[JURIST] International Criminal Court (ICC) Chief Prosecutor Luis Moreno-Ocampo [official profile] applied for an arrest warrant [application, PDF; ICC press release] Monday for Sudanese President Omar al-Bashir [BBC profile, JURIST news archive] on charges of genocide, crimes against humanity, and war crimes for atrocities committed in the country's Darfur region [JURIST news archive]. The application follows a three-year investigation into atrocities and genocide in Darfur that began with the referral of the situation to the Office of the Chief Prosecutor in 2005 [JURIST report]. Since then, the Office of the Prosecutor has gathered eyewitness and victim statements, taken testimony from Sudanese government officials, and examined material provided by the UN and other aid organizations in order to build evidence to support the charges against al-Bashir. The summary of the charges against al-Bashir notes:
The evidence establishes reasonable grounds to believe that AL BASHIR intends to destroy in substantial part the Fur, Masalit and Zaghawa ethnic groups as such. Forces and agents controlled by AL BASHIR attacked civilians in towns and villages inhabited by the target groups, committing killings, rapes, torture and destroying means of livelihood. AL BASHIR has thus forced the displacement of a substantial part of the target groups and attacked them in the camps for internally displaced persons (“IDPs”), causing serious and bodily harm – through rapes, tortures and forced displacement in traumatizing conditions – and deliberately inflicting on a substantial part of those groups conditions of life calculated to bring about their physical destruction.
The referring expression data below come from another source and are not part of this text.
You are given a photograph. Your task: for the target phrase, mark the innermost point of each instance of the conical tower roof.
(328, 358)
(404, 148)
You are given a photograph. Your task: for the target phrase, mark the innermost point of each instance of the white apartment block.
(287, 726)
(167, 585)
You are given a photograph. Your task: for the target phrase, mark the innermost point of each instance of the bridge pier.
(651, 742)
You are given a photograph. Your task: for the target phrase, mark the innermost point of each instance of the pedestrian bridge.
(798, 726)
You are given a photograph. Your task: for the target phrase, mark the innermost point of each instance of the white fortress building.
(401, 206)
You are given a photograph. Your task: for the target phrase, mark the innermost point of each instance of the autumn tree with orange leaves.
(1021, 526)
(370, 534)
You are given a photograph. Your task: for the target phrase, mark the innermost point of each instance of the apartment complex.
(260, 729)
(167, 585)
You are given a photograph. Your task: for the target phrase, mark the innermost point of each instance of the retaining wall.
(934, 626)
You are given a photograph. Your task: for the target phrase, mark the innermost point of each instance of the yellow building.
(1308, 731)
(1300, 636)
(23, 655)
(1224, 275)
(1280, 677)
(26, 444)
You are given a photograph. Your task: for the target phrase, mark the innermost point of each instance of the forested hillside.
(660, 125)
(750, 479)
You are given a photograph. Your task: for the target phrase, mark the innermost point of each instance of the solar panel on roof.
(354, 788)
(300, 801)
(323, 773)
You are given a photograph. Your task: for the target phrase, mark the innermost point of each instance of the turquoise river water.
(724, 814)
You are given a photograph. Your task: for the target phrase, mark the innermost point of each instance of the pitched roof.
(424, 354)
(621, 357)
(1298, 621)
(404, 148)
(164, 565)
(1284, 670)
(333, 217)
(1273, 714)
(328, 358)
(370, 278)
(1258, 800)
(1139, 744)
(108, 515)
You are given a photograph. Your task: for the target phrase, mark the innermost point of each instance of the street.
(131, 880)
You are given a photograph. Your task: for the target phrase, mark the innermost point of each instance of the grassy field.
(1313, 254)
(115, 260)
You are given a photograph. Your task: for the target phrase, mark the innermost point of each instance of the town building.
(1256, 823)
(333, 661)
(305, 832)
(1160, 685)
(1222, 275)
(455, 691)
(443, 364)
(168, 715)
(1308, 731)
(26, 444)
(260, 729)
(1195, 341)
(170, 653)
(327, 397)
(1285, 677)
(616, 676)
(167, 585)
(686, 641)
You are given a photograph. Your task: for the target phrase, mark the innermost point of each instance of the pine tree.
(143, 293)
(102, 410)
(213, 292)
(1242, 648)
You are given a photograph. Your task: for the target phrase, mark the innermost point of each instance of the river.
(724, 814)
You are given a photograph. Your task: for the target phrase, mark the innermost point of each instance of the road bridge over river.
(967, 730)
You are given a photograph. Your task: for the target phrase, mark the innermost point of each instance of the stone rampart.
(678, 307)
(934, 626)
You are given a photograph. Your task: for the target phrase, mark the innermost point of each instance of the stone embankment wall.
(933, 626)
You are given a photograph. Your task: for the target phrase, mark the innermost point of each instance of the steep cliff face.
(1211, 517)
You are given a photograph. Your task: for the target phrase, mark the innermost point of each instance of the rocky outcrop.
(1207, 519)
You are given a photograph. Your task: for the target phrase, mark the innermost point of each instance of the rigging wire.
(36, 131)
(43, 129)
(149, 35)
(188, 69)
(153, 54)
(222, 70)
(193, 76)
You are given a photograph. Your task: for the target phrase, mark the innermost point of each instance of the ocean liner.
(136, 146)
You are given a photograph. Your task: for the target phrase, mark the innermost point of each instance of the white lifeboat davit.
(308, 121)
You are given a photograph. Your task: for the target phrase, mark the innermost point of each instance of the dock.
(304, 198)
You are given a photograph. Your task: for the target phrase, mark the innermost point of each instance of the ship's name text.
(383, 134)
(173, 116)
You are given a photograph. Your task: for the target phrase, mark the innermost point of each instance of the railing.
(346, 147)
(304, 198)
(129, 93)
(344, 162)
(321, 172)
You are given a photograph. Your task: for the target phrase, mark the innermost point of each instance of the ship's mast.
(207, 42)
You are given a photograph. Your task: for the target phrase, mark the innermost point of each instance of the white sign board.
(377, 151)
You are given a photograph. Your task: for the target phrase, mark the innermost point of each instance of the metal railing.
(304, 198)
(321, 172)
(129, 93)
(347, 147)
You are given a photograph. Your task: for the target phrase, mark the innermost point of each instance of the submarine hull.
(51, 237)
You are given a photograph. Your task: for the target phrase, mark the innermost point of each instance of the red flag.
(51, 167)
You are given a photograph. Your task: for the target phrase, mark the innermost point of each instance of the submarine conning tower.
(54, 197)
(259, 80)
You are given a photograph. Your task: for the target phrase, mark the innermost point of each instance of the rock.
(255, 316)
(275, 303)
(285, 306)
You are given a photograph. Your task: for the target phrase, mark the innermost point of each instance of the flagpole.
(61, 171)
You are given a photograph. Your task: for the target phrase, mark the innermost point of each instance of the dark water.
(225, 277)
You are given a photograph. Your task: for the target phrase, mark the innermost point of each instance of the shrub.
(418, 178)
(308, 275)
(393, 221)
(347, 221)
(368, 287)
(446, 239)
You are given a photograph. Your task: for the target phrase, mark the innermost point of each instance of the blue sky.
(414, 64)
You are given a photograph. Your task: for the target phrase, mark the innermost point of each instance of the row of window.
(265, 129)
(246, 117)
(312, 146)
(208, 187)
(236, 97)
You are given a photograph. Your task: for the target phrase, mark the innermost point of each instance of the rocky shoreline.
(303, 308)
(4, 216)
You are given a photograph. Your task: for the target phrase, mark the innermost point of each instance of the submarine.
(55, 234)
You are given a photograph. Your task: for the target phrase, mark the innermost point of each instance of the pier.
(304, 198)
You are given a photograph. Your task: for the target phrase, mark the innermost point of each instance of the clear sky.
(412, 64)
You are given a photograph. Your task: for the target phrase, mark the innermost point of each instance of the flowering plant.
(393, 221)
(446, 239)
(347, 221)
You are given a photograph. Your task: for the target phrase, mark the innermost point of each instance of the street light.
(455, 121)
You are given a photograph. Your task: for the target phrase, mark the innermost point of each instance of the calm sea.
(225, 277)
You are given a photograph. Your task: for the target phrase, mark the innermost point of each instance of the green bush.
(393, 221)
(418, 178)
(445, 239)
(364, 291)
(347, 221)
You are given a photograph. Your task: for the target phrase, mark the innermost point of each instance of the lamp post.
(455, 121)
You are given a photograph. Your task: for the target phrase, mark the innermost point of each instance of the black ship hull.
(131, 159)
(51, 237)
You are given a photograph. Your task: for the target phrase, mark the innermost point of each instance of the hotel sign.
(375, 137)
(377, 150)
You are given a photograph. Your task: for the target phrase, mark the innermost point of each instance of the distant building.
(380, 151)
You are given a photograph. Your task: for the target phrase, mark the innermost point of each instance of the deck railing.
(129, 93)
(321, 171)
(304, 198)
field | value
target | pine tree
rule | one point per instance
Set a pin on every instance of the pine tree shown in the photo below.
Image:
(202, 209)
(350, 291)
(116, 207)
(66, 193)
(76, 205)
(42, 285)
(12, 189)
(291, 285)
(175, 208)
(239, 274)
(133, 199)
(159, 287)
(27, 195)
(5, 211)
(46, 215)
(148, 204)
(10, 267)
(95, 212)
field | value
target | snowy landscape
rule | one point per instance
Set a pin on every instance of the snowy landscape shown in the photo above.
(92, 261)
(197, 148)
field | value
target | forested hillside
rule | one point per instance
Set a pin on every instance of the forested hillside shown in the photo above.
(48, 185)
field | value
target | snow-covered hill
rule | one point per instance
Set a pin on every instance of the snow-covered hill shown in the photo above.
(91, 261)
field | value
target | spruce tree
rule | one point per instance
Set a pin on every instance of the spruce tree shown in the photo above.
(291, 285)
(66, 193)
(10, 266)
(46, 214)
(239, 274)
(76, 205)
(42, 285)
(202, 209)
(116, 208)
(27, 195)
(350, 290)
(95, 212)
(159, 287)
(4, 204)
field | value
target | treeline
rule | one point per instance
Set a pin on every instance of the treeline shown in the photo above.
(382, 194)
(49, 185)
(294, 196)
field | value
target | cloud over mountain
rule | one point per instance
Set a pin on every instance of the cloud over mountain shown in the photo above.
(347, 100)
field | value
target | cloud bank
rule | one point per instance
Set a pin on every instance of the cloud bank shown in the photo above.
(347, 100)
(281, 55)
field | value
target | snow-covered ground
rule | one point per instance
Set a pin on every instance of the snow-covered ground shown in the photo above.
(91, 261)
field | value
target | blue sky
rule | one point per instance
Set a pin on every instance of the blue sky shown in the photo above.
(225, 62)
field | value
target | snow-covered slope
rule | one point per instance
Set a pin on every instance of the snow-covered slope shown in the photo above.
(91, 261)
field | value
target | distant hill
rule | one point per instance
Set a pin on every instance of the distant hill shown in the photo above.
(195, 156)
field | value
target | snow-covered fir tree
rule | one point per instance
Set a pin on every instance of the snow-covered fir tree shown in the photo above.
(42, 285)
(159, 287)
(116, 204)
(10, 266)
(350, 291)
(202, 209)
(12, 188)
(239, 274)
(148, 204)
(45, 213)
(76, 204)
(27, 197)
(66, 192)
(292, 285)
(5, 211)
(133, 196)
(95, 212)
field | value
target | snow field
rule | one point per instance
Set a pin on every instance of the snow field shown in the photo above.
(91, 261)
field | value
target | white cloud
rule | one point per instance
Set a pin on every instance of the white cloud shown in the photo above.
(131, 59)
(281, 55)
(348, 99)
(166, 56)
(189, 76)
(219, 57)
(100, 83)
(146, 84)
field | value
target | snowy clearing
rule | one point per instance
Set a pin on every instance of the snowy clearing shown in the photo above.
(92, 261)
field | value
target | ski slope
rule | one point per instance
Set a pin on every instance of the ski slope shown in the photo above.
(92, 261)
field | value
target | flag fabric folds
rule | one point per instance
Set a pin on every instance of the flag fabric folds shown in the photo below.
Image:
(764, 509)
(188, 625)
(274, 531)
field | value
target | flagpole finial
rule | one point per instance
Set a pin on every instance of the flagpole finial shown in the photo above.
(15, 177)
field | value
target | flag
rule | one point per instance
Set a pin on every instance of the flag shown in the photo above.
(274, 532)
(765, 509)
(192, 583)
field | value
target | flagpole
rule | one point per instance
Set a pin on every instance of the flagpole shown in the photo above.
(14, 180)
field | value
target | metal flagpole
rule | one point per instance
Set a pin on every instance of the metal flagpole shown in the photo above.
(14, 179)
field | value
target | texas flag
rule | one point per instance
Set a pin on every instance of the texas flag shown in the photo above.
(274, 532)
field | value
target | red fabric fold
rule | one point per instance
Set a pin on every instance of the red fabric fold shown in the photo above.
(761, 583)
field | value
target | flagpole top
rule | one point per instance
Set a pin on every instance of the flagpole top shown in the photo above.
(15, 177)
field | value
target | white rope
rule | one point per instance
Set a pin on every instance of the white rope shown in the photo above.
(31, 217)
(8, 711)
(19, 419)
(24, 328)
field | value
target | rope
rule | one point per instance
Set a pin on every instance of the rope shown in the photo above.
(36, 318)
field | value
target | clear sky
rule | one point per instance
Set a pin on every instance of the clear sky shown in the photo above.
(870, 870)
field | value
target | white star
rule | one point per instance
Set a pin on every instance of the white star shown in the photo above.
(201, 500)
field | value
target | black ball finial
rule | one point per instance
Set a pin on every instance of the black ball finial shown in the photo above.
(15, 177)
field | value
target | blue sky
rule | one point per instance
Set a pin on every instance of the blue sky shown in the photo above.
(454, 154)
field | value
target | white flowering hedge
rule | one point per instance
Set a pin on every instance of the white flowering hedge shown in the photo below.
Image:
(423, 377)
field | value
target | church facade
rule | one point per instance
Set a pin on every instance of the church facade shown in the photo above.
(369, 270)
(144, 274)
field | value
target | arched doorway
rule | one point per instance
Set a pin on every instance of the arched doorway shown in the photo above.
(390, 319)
AL BASHIR’s conduct simultaneously constitutes genocide against the Fur, Masalit and Zaghawa ethnic groups, crimes against humanity and war crimes against any civilian population in the area, including members of the target groups. [sic]
The indictment and charges against Al-Bashir mark the first time a sitting head of state has been charged with genocide, war crimes, and crimes against humanity by the ICC. BBC News has more. The New York Times has additional coverage.
News of Monday's hearing [JURIST report] began circulating Friday. The Sudanese government has already rejected the ICC's jurisdiction and has refused to surrender two previously-named war crimes suspects [JURIST report]. Hundreds of thousands of people have allegedly been killed in Darfur by Sudanese military and janjaweed [Slate backgrounder] militia forces. The investigation that resulted in Monday's charges, which involved more than 100 witnesses in 18 countries, led Moreno-Ocampo to state before the UN Security Council [official website] in June that “evidence shows that the commission of such crimes on such a scale, over a period of five years, and throughout Darfur, has required the sustained mobilization of the entire Sudanese state apparatus.” The Security Council has repeatedly called on Sudan to comply with the ICC investigation [JURIST], but Sudan has refused to do so, calling Moreno-Ocampo a "terrorist" [JURIST report] and suggesting that he should be removed from office.